Sedang Kraton Laut diperintah perempuan dengan nama bervariasi tetapi satu. Ada yang menyebut Dewi Lanjar, Nyi Ratu Kidul, Nyi Roro Kidul, atau Nyi Loro Kidul. Dalam mitos tokoh ini dekat dengan Mataram. Konon pernah bertemu dengan Panembahan Senopati di Parang Kusumo, pernah sua dengan Sunan Kalijogo di Gua Langse, dan bercinta dengan Sultan Agung sambil mengitari dunia.

Namun itu semua hanyalah simbol. Ekspresi dari keyakinan Jawa tentang sangkan-paraning dumadi. Tentang asal dan akhir manusia. Dari pertemuan lingga (kemaluan laki-laki disimbolkan gunung) dan yoni (kemaluan perempuan disimbolkan lautan) menjadi embrio, lahir, hidup, dan kelak kembali ke asal tanah (serat wirid hidayat jati). Namun simbol-simbol yang sangat filosofis itu inheren terkandung perspektif kejadian yang akan datang. Tertib dunia yang konotasinya harmoni merupakan pakem soal itu. Artinya, sebelum amuk laut dan amuk gunung ini mereda, masih akan ada amuk pamungkasnya. Itu adalah amuk di jagat manusia.

Berdasar kepercayaan itu, maka hari ini dan hari-hari yang akan datang suasana panas akan melanda negeri ini. Keributan rentan tersulut. Manusia gampang terpancing emosi. Perselisihan diselesaikan melalui adu phisik. Dan dari sisi politik, rebut kekuasaan, perang intrik dan fitnah tak terhindarkan. Ritme ini terus meninggi sampai semuanya reda kembali. Lahir kembali harmonisasi Kraton Laut, Kraton Api, dan Kraton Manusia. Namun jika Gunung Merapi bertahan dengan letusannya sekarang disusul letusan Gunung Bromo, gunung-gunung lain di luar Jawa dan diimbangi dengan tenangnya Gunung Semeru, Gunung Dieng, Gunung Slamet, dan Gunung Kelud, maka ini yang sangat bahaya bagi ketentraman negeri ini.

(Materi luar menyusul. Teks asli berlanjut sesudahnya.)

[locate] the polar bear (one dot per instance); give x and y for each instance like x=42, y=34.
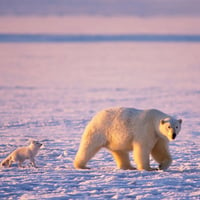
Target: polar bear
x=23, y=153
x=120, y=130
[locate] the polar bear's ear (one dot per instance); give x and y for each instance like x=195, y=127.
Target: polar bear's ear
x=162, y=121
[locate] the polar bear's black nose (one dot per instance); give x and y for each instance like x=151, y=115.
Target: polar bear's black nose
x=174, y=136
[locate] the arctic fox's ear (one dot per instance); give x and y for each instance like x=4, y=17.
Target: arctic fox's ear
x=162, y=121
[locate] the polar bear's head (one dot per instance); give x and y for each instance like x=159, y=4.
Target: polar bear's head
x=170, y=127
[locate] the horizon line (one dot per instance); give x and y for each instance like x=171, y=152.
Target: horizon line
x=70, y=38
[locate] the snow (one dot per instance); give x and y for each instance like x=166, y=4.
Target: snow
x=49, y=92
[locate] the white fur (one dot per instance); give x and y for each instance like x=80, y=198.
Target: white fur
x=121, y=130
x=23, y=153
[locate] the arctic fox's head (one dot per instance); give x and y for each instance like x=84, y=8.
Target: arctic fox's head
x=170, y=127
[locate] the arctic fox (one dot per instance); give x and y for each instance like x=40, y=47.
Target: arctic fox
x=23, y=153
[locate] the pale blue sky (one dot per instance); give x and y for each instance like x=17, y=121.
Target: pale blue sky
x=141, y=8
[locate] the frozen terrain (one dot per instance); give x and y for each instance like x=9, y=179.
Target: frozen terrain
x=49, y=92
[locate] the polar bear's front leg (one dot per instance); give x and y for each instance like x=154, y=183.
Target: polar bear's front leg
x=141, y=157
x=122, y=160
x=161, y=154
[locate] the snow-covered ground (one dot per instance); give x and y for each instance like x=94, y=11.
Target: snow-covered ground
x=49, y=91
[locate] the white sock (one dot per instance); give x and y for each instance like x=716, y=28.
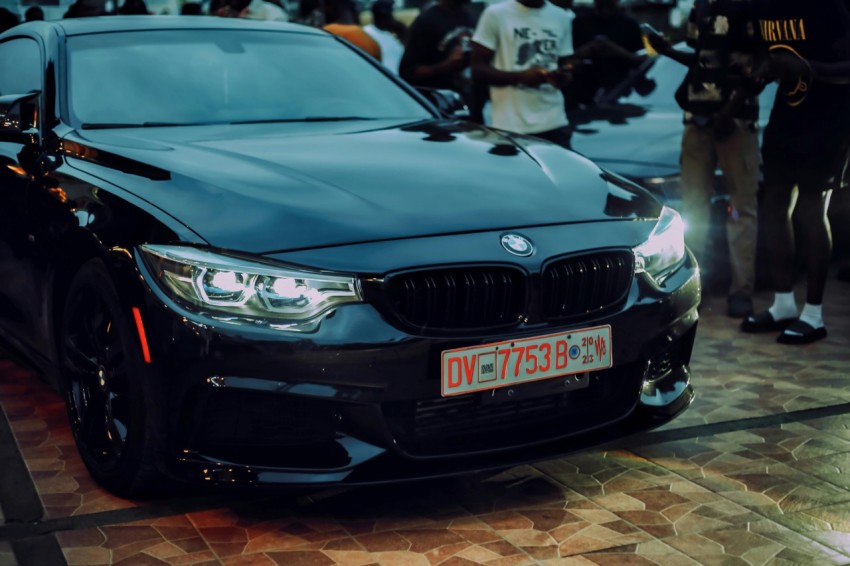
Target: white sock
x=784, y=306
x=812, y=315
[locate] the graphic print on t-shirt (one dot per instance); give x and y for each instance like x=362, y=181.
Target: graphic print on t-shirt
x=536, y=48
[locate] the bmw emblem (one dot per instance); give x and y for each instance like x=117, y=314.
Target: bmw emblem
x=517, y=245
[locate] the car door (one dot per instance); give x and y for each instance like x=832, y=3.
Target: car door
x=21, y=72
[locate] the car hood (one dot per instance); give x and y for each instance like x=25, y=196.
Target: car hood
x=636, y=142
x=265, y=188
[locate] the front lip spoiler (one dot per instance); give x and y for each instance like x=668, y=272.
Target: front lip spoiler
x=387, y=467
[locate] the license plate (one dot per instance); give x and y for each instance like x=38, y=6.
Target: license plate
x=502, y=364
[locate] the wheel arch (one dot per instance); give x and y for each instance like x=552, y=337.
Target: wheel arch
x=76, y=249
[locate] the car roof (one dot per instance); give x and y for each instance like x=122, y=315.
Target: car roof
x=107, y=24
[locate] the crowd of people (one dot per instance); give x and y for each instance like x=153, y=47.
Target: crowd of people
x=531, y=59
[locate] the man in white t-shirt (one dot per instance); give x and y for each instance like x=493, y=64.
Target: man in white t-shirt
x=521, y=49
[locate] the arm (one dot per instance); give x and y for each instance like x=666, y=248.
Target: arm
x=483, y=71
x=663, y=46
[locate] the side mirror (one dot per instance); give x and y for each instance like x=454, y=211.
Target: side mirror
x=19, y=118
x=448, y=102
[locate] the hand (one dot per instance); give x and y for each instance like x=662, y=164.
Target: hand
x=659, y=43
x=785, y=66
x=533, y=77
x=561, y=77
x=458, y=59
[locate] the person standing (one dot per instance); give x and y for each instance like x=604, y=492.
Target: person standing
x=720, y=106
x=437, y=53
x=342, y=20
x=521, y=49
x=388, y=32
x=805, y=143
x=607, y=22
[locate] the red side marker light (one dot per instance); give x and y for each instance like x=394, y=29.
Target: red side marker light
x=143, y=340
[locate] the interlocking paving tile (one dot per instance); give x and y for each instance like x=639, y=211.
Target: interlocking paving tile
x=767, y=489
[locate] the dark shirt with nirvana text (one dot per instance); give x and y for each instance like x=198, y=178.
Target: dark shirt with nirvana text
x=723, y=36
x=432, y=37
x=817, y=30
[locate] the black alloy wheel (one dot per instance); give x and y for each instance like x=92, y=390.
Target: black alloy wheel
x=103, y=372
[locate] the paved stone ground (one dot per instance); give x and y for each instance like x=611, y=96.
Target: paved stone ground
x=755, y=472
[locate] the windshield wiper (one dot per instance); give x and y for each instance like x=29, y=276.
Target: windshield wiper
x=305, y=119
x=116, y=125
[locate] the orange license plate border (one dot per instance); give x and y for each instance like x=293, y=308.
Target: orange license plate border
x=524, y=360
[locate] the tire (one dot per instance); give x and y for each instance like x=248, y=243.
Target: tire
x=105, y=381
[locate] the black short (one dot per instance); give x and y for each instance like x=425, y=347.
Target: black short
x=813, y=160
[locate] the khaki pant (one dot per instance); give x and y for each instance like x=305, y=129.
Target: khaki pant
x=738, y=158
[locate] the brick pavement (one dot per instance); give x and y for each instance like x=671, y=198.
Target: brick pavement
x=755, y=472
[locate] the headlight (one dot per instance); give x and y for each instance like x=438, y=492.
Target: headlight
x=222, y=286
x=664, y=250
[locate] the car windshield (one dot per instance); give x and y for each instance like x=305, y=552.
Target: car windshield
x=183, y=77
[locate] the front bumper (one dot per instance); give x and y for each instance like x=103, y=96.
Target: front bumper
x=358, y=401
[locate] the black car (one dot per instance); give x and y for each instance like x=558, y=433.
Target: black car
x=248, y=255
x=635, y=130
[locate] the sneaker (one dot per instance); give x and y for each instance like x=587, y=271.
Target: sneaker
x=764, y=322
x=739, y=306
x=799, y=332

Sebab situasinya akan chaostis yang mungkin saja disusul suksesi.

Dan sebagai penutup, sekarang kita amati pergerakan amuk gunung yang puluhan berstatus waspada itu. Kita cocokkan prediksi serat-serat kuno itu masih mempunyai relevansi atau tidak sambil introspeksi diri agar tidak terpancing emosi. Selain itu, kita juga jangan terlalu percaya dengan suratan ini. Sebab hakekatnya para pujangga yang menuliskan itu sedang mengamalkan sastra puja. Suratan metafisis untuk menambah spirit sang raja.

Mari kita lihat, pantau, dan renungkan berbagai bencana yang sedang melanda negeri ini. Tentu, sambil berdoa.

*) Djoko Suud Sukahar adalah pemerhati budaya, tinggal di Jakarta.